South Blessed is a community media operation based in Bristol, specialising in Hip Hop music videos, activist documentary, and live topical debates streamed online. The editorial ethos of South Blessed is one of promotion of talent and opinion from South West England, with a visual brand identity which symbolically embraces Jamaica and the UK through its use of colour and design. Notions of identity, diversity and cultural hybridity infuses the content of South Blessed’s productions, though this presentation argues this is in a different way to the majority of community media outfits from the 70s, 80s and 90s. South Blessed represents an emerging departure in the community filmmaking movement; one of embracing entrepreneurial and capitalist ambitions unashamedly driven by commerce, whilst simultaneously still informed by principles of collective community empowerment.

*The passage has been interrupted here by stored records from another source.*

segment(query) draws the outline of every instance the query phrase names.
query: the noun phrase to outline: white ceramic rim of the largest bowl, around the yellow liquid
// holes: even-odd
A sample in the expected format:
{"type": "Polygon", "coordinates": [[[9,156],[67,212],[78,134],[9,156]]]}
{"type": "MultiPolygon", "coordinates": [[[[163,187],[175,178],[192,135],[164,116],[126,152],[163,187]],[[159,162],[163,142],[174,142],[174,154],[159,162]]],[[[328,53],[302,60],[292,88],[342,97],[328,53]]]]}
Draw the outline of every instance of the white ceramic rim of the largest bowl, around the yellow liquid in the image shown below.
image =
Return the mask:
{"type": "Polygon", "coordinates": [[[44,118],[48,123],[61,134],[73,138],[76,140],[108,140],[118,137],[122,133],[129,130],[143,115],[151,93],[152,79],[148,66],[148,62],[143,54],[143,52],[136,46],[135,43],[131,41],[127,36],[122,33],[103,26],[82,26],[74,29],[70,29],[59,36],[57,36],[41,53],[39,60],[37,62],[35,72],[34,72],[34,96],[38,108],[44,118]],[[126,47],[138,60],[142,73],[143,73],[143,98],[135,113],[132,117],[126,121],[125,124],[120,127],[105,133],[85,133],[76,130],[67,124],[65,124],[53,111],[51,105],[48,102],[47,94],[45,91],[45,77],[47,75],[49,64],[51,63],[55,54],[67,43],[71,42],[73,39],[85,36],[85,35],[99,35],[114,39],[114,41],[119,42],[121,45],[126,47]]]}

The proprietor of South Blessed is himself a young person who was a participant in many community media projects when he was younger, and this research explores those influences on his creative and entrepreneurial vision, and also influences from his family history and values that have translated through generations from Jamaica through to his current cultural space in urban Bristol. These dynamics are viewed through a lens of South Blessed negotiating a transition from an informal operation to a more formal media organisation, and the editorial decisions that entails.
South Blessed are the case study of the Creative Citizens project, which is a Connected Communities funded partnership project run by Cardiff University, University of the West of England (UWE), University of Birmingham, Birmingham City University, Royal College of Art and Open University. South Blessed are working with the research team from UWE, the authors of this abstract.